第26話 行き先は如何に
「うーん。…逃げられた。」
俺が目を覚ますと鳥女二体は既に眼前に無かった。血の匂いにやられて思考がふわふわしていた最中の記憶がない。
「マジでこの身体なんなんだよ。血は酒じゃねぇんだぞ?」
こんだけ拷問してた最中に逃げられたのは最悪だ。敵の情報を知ることが出来ずに敵を作ったことが確定しただけなんだから。
「取り敢えずこの森に引き篭もるのは危険過ぎるな。落下中の鳥女が目視で確認出来るぐらい敵の本部と近いみたいだし…。」
逃してしまったものは仕方ない。悔いた所で戻ってくる訳ではない。次に備えるのが最善。
「木を隠すなら森の中って言うしあの都市の中で暫く潜伏し、敵が判明し次第それを倒す策を考えるって感じが良いんだろうけど、俺が隠れられたとして問題はこの子達なんだよなぁ。」
この子らは人を数人乗せて走れる程大きい。ペットの犬にしてはデカ過ぎるし、普通の狼って言ったらそんな物持ち込める訳がない。

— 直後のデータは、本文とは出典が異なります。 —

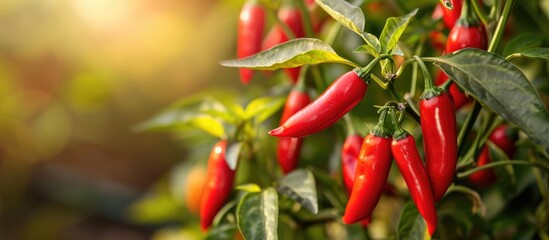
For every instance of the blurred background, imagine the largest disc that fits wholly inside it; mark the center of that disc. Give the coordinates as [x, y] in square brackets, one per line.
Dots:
[75, 76]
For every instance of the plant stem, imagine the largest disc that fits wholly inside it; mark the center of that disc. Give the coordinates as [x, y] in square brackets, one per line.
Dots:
[483, 17]
[501, 25]
[467, 126]
[500, 163]
[306, 19]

「かと言って小さな市町村なら狼なんて脅威見つけた瞬間排除だろうし…。」
そうなればやはり未開の地での潜伏がベストだろう。
「ならばどこに潜伏しようか。」
手元には山賊のアジトから掻っ払って来た地図しかなく、この地図はごく小範囲の事しか記載されていない。これではここから離れ更には未開の地と言う条件を満たせない。
「まずはちゃんとした地図の新調だな。」
俺はザンナに跨り直し目的地を指定する。
「いつもの街に向かうよ。地図の販売元の心当たりはおっさんの話からしてあるし。」
俺は猛スピードで何だかんだ世話になってる街へと向かった。
街に着くと少し人気がない道に接する建物の看板を見上げながら目的の建物を探す。
「おっさんの話では傭兵は不良崩れみたいなのが多いらしいし、その傭兵を派遣する支店か本店は中心街ではなく適度に人がいない場所に構えていると踏んだが間違ってたか?」
この如何わしい店が多く並ぶこの道ならあると思ったんだが…。
「お、噂をすれば…。」
二人には外で待ってもらって俺だけが中に入った方が良さげだな。
建物はそこまで大きくないためこの子らを連れて入ったら中の備品を壊しかねない。そうなれば弁償だがいくらふっかけられるのか分からない以上余計なリスクは取るべきではない。
「ただ俺の見た目は餓鬼。威圧感も脅威も全く感じないだろうし俺が絡まれる可能性もあるのがなぁ。」
俺はどちらかと言えば圧倒的に弱者側だ。前世ならまだしも絡まれた時に自衛出来るほどの力はない。
「取り敢えず堂々とするぐらいしか対策として浮かばない。最悪応戦できる様にすぐに手が届く位置にナイフの位置を直してっと。」
俺は準備を整えると扉を大きく開けた。